By Charles Kennedy – May 06, 2025, 3:00 PM CDT
Kazakhstan’s oil firm KazMunayGas says it is fully prepared for oil price volatility.
National oil fund revenues have dropped 43% year-on-year, and Kazakhstan may need to tap into the fund again by fall to cover government spending as lower oil prices offset higher output.
The country is pushing ahead with refinery upgrades and international energy partnerships.
Kazakhstan’s national oil company KazMunayGas (KMG) says it is fully prepared to navigate recent oil price volatility, even as global benchmarks hit new lows and concerns mount over falling state revenues.
Despite the slump, driven largely by OPEC+ plans to increase output, KMG Deputy Chairman Aset Magauov stated that the company remains confident in its resilience.
“We don’t see any risks for KazMunayGas,” Magauov told reporters at a recent briefing. “We’ve prepared for various scenarios and identified cost-optimization measures.
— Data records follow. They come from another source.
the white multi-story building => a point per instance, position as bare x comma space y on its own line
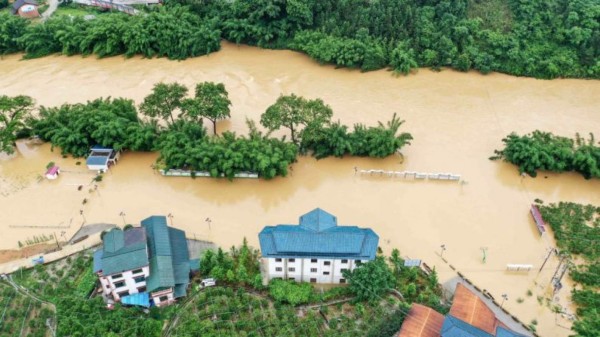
317, 250
146, 265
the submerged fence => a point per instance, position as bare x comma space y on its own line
410, 175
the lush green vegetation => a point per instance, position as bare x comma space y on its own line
540, 38
171, 32
13, 113
577, 231
543, 151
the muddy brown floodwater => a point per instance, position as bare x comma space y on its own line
457, 121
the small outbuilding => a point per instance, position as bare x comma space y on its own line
25, 8
101, 158
53, 172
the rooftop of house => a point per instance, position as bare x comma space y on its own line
162, 248
469, 316
318, 236
169, 256
122, 251
20, 3
422, 321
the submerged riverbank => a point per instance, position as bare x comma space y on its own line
457, 121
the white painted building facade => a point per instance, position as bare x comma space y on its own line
316, 250
310, 270
126, 283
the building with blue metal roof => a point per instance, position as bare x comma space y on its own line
152, 260
316, 250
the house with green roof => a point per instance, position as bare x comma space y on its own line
316, 250
152, 259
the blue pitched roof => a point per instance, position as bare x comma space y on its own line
97, 160
139, 299
454, 327
318, 235
169, 256
502, 332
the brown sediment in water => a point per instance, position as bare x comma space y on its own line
457, 120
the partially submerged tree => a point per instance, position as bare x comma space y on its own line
211, 102
13, 112
371, 280
293, 111
164, 100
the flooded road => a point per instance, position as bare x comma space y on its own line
457, 121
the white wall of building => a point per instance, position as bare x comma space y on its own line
309, 270
115, 284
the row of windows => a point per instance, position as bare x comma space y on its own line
312, 270
138, 279
327, 263
312, 280
116, 276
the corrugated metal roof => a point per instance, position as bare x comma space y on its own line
421, 321
454, 327
318, 235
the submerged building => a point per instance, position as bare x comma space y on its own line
146, 266
316, 250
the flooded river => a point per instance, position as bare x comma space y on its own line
457, 121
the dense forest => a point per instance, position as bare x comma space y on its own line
543, 151
538, 38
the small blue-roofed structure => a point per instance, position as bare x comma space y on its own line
316, 250
101, 158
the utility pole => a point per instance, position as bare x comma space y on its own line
546, 259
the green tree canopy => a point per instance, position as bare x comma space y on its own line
371, 280
165, 99
293, 111
211, 102
13, 113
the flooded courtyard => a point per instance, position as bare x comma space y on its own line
456, 119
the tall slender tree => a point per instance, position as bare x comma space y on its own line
165, 99
211, 102
13, 112
293, 112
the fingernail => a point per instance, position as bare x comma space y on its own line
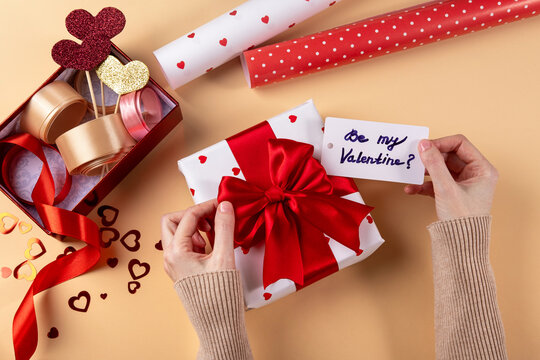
225, 207
425, 145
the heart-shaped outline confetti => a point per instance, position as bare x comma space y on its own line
123, 79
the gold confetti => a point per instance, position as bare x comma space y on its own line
123, 79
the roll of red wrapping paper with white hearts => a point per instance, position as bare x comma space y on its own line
380, 35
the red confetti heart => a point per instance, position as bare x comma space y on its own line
113, 212
53, 333
85, 296
136, 237
112, 262
86, 56
6, 272
109, 22
133, 267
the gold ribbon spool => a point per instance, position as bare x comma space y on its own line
53, 110
90, 146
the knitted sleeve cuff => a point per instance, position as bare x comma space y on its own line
214, 304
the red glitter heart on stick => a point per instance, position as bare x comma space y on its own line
86, 56
108, 23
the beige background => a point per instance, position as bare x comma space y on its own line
485, 85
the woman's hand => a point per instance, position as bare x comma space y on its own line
183, 244
462, 179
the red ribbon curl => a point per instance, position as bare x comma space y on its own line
291, 212
59, 221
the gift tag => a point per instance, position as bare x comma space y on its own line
373, 150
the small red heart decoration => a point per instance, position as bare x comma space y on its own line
6, 272
134, 263
136, 237
53, 333
86, 56
78, 307
133, 286
112, 262
105, 241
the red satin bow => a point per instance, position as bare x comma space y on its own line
293, 215
61, 222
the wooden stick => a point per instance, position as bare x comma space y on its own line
102, 99
89, 79
117, 103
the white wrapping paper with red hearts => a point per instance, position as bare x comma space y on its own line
380, 35
204, 170
225, 37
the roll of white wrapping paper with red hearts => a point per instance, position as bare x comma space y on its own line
204, 170
380, 35
249, 24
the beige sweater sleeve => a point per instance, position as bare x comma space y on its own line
467, 320
215, 305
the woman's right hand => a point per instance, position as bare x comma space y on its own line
462, 179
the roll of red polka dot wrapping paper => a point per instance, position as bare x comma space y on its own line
227, 36
380, 35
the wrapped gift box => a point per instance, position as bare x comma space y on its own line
87, 191
204, 170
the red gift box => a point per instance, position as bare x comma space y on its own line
172, 116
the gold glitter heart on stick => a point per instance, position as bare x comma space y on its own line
123, 79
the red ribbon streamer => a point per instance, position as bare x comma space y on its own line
59, 221
290, 203
380, 35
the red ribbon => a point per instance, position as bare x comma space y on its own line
59, 221
289, 202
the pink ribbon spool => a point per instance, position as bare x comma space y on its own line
141, 111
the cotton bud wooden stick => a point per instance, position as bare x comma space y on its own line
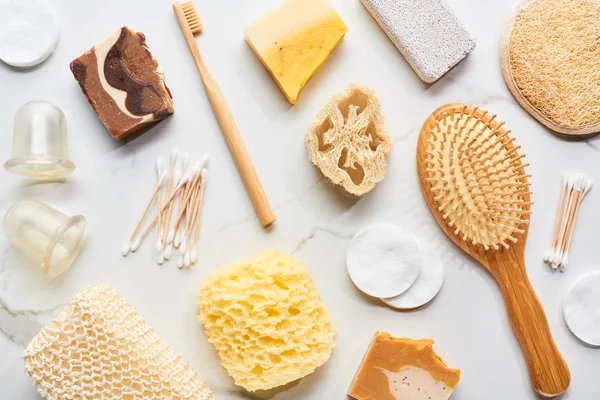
587, 185
193, 217
159, 167
559, 212
188, 195
153, 222
191, 207
127, 247
194, 254
167, 217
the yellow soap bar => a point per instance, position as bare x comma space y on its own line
294, 40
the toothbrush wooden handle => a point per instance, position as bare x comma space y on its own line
548, 370
229, 129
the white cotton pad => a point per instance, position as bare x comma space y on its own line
581, 309
383, 260
28, 32
427, 33
427, 285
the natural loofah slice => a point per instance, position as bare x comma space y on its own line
348, 142
551, 62
266, 321
101, 348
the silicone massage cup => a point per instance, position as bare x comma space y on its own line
45, 235
40, 143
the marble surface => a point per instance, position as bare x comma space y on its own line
315, 222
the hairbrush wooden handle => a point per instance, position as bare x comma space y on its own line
228, 128
548, 370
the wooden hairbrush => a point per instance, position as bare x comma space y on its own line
475, 185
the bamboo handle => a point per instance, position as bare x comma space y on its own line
229, 129
548, 371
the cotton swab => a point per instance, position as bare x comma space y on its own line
565, 177
132, 244
167, 218
587, 185
159, 168
174, 233
194, 253
155, 219
574, 188
196, 174
192, 208
188, 185
557, 254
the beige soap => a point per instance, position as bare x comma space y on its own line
294, 40
402, 369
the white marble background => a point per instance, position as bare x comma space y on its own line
112, 181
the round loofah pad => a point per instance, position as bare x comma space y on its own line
266, 321
427, 285
581, 309
348, 142
550, 56
383, 260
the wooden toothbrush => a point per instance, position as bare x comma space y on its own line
475, 185
190, 26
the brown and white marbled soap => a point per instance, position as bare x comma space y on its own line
123, 83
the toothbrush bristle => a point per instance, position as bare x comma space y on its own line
477, 178
191, 16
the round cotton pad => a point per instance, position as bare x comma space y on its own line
383, 260
426, 286
28, 32
581, 309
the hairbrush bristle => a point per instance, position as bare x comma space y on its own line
477, 177
191, 16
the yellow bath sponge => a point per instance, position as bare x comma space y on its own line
266, 321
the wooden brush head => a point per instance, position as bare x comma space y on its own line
473, 180
191, 17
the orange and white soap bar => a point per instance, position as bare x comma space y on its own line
294, 40
402, 369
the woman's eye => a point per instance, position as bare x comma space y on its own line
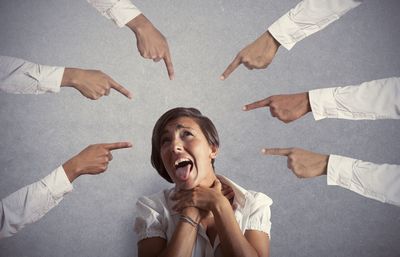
164, 140
187, 133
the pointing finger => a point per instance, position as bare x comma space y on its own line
234, 64
118, 145
121, 89
262, 103
277, 151
170, 67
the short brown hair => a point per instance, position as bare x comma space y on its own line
205, 124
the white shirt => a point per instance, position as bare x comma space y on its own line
119, 11
155, 217
32, 202
18, 76
376, 181
308, 17
377, 99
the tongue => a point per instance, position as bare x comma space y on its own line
183, 172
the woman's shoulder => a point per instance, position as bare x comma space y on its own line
258, 198
156, 201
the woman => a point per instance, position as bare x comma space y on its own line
195, 218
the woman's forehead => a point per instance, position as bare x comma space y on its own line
181, 123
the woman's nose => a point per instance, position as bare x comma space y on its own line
177, 146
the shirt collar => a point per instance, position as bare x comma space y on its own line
239, 199
240, 192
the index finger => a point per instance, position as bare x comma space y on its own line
262, 103
234, 64
276, 151
170, 67
118, 145
121, 89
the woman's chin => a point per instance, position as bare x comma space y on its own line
186, 185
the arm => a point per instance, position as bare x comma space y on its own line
19, 76
308, 17
152, 238
233, 242
184, 232
377, 99
150, 42
119, 11
376, 181
32, 202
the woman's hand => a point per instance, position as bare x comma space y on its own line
203, 198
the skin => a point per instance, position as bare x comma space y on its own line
286, 108
151, 43
92, 84
257, 55
200, 198
304, 164
92, 160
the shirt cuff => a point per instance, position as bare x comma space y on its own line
286, 32
50, 78
123, 12
340, 171
323, 103
58, 183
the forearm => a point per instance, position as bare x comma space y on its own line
184, 232
19, 76
32, 202
354, 102
233, 242
308, 17
376, 181
119, 11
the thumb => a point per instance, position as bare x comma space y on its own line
217, 185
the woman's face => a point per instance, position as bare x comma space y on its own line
186, 154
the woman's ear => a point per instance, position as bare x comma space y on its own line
214, 152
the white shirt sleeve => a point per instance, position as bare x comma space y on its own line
149, 219
119, 11
260, 214
376, 181
377, 99
32, 202
18, 76
308, 17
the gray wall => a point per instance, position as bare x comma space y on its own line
38, 133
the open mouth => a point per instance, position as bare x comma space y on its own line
183, 167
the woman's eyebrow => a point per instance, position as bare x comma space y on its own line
177, 127
180, 126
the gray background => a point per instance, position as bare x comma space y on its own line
38, 133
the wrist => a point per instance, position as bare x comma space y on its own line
71, 169
307, 100
193, 213
138, 23
70, 77
219, 205
273, 40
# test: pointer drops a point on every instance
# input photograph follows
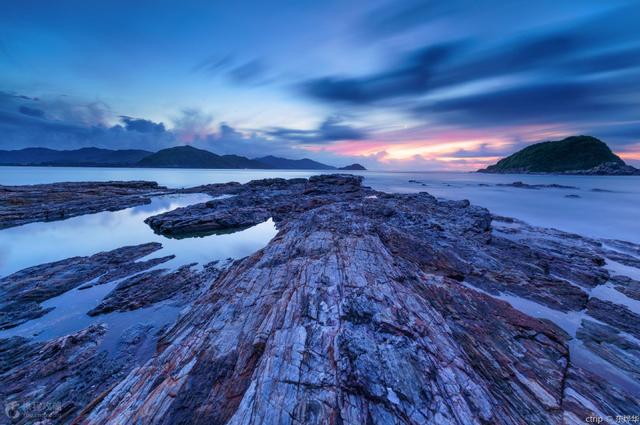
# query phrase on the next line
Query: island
(175, 157)
(573, 155)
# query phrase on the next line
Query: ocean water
(38, 243)
(600, 206)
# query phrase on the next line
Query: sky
(393, 85)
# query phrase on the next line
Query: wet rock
(153, 286)
(58, 201)
(626, 285)
(22, 292)
(616, 315)
(51, 382)
(612, 345)
(521, 185)
(352, 315)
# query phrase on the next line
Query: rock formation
(366, 307)
(49, 202)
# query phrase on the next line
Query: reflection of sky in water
(38, 243)
(596, 214)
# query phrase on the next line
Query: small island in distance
(175, 157)
(573, 155)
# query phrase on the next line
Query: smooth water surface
(43, 242)
(606, 207)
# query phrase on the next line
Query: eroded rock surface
(53, 381)
(365, 308)
(360, 311)
(157, 285)
(48, 202)
(22, 292)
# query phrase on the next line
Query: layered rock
(22, 292)
(360, 311)
(48, 202)
(365, 308)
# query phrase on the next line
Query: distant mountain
(78, 157)
(190, 157)
(353, 167)
(573, 155)
(176, 157)
(293, 164)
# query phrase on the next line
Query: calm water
(601, 207)
(612, 211)
(38, 243)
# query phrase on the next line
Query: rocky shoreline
(366, 307)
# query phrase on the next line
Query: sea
(603, 207)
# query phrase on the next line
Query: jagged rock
(611, 345)
(629, 287)
(48, 202)
(22, 292)
(153, 286)
(522, 185)
(608, 169)
(355, 313)
(51, 382)
(616, 315)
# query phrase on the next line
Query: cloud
(330, 130)
(553, 53)
(33, 112)
(527, 104)
(141, 125)
(413, 74)
(192, 123)
(251, 72)
(60, 123)
(214, 65)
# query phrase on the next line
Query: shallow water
(43, 242)
(38, 243)
(610, 212)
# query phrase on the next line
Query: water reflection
(606, 206)
(38, 243)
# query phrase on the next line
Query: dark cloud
(251, 72)
(63, 124)
(141, 125)
(578, 52)
(331, 130)
(33, 112)
(214, 65)
(531, 104)
(414, 74)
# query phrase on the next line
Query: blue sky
(391, 84)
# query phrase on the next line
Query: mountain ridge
(572, 155)
(175, 157)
In principle, we are ready for any fluctuations.”
KMG, responsible for 26% of Kazakhstan’s total oil production and 80% of domestic refining, supplies about 70% of its crude to the local market. Because domestic fuel prices remain significantly lower and more stable than export prices, the company says much of its revenue is shielded from global price swings.
“Domestic sales remain unaffected by market volatility,” Magauov said. “Nearly all our gasoline and diesel production is sold inside Kazakhstan, further insulating us from export-driven shocks.”
Still, external pressures are mounting. Kazakhstan was the largest OPEC+ over-producer in recent months, and according to a research note from Halyk Finance, the country may be forced to make additional withdrawals from its National Oil Fund by the fall. Revenue from the fund fell by 43% year-on-year through April, as increased output failed to compensate for falling prices. The shortfall could complicate the government’s budget plans later this year.
At the same time, Kazakhstan is pursuing a series of strategic initiatives to strengthen its oil sector. These include ongoing talks with Russia’s Tatneft over a potential joint development of the Atyrau refinery and plans to privatize state stakes in the Atyrau and Pavlodar refineries — a move that could reshape the country’s refining landscape.
Kazakhstan is also advancing energy diplomacy. It is working to increase crude exports through the Baku-Tbilisi-Ceyhan (BTC) pipeline under a pilot deal with Azerbaijan, and recently signed a strategic energy partnership with Vietnam focused on both hydrocarbons and clean energy.
Looking ahead, the government has ambitious long-term plans. In April, Energy Minister Yerlan Akkenzhenov announced that Kazakhstan aims to more than double its domestic refining capacity from 17.9 million tons in 2024 to 38 million tons annually by 2040.